Accelerate Color Conversion Functions using NASM
Introduction
As we developed certain features of our software, we came up with the idea that it was time to think about acceleration and optimization. What to do when it seems that everything which could be accelerated is already accelerated, and everything that needs to be optimized is already optimized?

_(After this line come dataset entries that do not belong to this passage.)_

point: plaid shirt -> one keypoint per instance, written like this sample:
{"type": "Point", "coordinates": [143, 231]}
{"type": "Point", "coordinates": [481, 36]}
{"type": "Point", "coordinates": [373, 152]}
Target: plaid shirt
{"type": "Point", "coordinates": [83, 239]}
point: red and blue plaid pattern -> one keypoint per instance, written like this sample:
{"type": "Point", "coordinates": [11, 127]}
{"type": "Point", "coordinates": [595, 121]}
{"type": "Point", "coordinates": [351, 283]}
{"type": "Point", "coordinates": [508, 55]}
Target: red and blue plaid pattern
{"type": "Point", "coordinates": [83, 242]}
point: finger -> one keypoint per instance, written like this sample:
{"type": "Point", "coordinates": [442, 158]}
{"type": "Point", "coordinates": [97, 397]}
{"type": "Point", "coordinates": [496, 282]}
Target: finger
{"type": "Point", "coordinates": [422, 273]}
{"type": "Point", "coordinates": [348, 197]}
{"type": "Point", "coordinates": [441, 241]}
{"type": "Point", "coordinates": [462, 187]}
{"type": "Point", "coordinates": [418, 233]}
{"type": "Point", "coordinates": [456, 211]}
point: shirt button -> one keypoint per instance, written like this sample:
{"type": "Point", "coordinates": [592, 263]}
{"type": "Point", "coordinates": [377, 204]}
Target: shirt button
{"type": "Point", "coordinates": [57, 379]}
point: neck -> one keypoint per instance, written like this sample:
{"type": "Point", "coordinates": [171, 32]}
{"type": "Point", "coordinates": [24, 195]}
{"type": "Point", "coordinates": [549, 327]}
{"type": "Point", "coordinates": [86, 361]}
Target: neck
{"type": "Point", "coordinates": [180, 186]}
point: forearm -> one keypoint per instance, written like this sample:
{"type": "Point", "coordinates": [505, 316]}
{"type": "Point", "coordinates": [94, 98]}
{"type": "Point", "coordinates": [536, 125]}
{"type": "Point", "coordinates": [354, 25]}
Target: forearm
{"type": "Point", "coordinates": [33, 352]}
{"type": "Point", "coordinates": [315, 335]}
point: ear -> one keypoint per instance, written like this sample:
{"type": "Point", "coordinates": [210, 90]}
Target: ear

By developing color-conversion functions, we achieved good performance due to the simplicity of conversions. However, we wondered if there were any external methods that could be used to accelerate our functions. In search of ways to speed up the color-conversion processes, we decided to try using the Assembler. Even though Assembler is a highly unpopular and complex programming language, it remains indispensable for a diverse range of problems. There are several assembler translators available for use with Intel processors, such as FASM, MASM, YASM, and NASM (the list is incomplete). In this article, we use the NASM translator because it is multi-platform (available for Linux, Windows, and macOS) and due to its powerful macros system. It also has a relatively large user base.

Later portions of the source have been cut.